Selon Le Figaro du 28/02/2013, « Il faudrait un miracle pour interrompre la funeste marche en avant du chômage avant la fin de l’année ». Marianne du 09/02 relevait que « selon l’observatoire Trendeo,  266 usines ont mis la clé sous la porte en France en 2012. Si on contrebalance ce chiffre par les 166 ouvertures, cela fait tout de même une perte nette de 100 usines… ». Et cela dure depuis plus de vingt ans.

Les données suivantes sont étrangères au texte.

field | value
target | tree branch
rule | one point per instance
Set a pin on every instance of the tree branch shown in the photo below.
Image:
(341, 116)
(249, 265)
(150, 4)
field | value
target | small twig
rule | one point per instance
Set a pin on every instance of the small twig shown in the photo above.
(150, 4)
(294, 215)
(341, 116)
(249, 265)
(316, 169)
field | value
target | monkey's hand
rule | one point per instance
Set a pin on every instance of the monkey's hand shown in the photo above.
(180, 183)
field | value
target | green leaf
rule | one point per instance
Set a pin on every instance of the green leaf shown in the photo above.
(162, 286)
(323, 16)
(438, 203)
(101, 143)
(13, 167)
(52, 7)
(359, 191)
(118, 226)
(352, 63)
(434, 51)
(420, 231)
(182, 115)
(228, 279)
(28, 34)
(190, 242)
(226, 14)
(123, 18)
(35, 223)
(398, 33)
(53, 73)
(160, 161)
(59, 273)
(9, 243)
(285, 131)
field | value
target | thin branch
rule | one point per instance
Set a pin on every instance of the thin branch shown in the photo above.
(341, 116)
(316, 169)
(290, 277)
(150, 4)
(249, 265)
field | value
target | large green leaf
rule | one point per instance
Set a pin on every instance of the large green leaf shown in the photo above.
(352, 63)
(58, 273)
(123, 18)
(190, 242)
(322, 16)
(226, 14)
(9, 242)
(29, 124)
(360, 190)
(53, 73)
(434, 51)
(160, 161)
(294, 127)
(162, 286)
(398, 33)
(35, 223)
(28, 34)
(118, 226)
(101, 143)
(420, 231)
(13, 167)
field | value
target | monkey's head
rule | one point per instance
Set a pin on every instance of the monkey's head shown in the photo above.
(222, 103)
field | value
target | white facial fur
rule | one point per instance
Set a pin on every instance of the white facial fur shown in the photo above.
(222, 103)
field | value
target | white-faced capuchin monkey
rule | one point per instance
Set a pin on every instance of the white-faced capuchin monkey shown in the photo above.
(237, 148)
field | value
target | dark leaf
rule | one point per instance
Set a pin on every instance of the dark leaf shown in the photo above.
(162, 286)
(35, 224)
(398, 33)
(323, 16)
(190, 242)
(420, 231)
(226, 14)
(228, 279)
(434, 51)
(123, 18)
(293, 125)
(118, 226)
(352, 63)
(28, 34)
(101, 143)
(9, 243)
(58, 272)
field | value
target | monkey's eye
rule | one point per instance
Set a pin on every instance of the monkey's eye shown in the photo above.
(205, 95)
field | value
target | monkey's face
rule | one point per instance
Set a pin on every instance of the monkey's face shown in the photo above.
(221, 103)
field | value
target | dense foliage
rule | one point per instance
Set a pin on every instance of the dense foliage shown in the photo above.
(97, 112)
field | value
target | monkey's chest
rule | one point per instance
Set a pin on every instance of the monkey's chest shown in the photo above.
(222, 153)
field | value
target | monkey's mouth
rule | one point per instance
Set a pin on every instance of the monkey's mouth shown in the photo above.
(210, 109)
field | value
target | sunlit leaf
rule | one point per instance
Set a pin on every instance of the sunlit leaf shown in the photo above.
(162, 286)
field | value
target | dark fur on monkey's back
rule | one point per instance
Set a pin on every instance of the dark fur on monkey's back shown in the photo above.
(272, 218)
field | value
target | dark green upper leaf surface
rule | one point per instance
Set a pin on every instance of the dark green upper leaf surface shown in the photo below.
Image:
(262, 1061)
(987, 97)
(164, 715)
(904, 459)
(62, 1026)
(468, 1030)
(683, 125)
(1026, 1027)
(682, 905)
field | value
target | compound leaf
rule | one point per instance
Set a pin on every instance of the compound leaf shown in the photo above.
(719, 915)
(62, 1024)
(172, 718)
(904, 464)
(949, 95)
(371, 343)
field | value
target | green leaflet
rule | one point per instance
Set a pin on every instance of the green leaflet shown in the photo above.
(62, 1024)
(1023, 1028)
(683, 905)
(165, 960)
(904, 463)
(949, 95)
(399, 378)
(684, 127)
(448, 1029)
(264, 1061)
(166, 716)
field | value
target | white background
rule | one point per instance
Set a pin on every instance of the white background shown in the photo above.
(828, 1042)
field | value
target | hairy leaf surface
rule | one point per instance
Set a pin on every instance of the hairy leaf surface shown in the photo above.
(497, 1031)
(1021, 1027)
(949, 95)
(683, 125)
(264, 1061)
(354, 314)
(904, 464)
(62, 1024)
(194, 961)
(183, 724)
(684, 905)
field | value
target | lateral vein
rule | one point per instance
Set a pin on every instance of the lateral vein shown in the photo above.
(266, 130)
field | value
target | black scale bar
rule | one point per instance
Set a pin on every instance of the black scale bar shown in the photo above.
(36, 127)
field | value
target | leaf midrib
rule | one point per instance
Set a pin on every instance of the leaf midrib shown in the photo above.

Tout le monde en connaît la cause : les délocalisations vers les pays à bas salaires suite à la suppression des barrières douanières décidée par le FMI et l’OMC. Et le plus léger protectionnisme est considéré, par les cranes d’œufs qui nous dirigent, comme tabou, et ne fait donc l’objet d’aucun débat. Non qu’il soit un crime économique ; dans l’histoire des peuples, il a toujours été utilisé comme instrument de politique économique, avec plus ou moins de vigueur. Il n’a pas plus causé de guerres que l’impérialisme néolibéral.  Mais nous sommes entrés dans un nouveau paradigme, où la Finance mondiale, a décidé que les politiques sociales instituées en Europe à la libération, devaient être anéanties. Et depuis vingt ans tout à été fait pour ça avec l’aide des marionnettes de droite comme de gauche, comme je l’ai expliqué maintes et maintes fois dans mes blogs.

« Aujourd’hui, le modèle français, le modèle du fameux CDI, est en train d’arriver en bout de course… Le prochain Président de la République, quel qu’il soit, va devoir faire ce travail », disait, selon « Fakir », l’économiste en chef de Cheuvreux, société de courtage des fonds de pension anglo-saxons, juste avant l’élection présidentielle de 2012.

Pourtant changer de politique est simple ; il suffit de taper du poing sur la table de l’Union, du FMI et de l’OMC. Il suffit, pour relocaliser les entreprises, de taxer les produits venus de pays à bas salaires, fabriqués par de véritables esclaves du XXIe siècle, sans aucun souci du respect de l’environnement. De relancer l’agriculture locale et raisonnable et de taxer là aussi les produits de mauvaise qualité venus d’Espagne, du Maroc et d’ailleurs. De réinstaurer la TVA sur les produits de luxe fabriqués à l’étranger. Les plus-values sur les œuvres d’art représentant un énorme moyen d’évasion fiscale, il s’agit de les taxer lourdement.

Les multinationales sont beaucoup moins pourvoyeuse d’emplois que les PME et sauront toujours éviter la fiscalité, donc il n’y a aucun intérêt à les satisfaire, à la différence de ce qui est fait depuis plus de vingt ans.

Tout cela est possible, mais pas dans le cadre de cette Europe des lobbies étatsuniens et d’un euro dopé par les dévaluations de fait du dollar et du yuan.

Sortir de cette Union là et de cette zone euro là est donc inéluctable si nous ne voulons pas devenir une société complètement paupérisée. Les conséquences de la sortie de l’Europe et de l’euro seront évidemment très difficiles. L’on ne tient pas tête à une oligarchie de milliardaires sans scrupules qui depuis des décennies détiennent les cordons de la bourse planétaire et ne rêvent que d’une chose : un Nouvel ordre mondial antidémocratique dont ils soient les seul maître.

Il s’agit donc d’une véritable entrée en Résistance, une déclaration de guerre, qui nécessite de nombreux sacrifices. Si les Français ne sont pas prêts à les accepter, alors, leurs lendemains seront dramatiques.

Annaba, auteur de « Traité de savoir survivre à l’usage des jeunes générations ».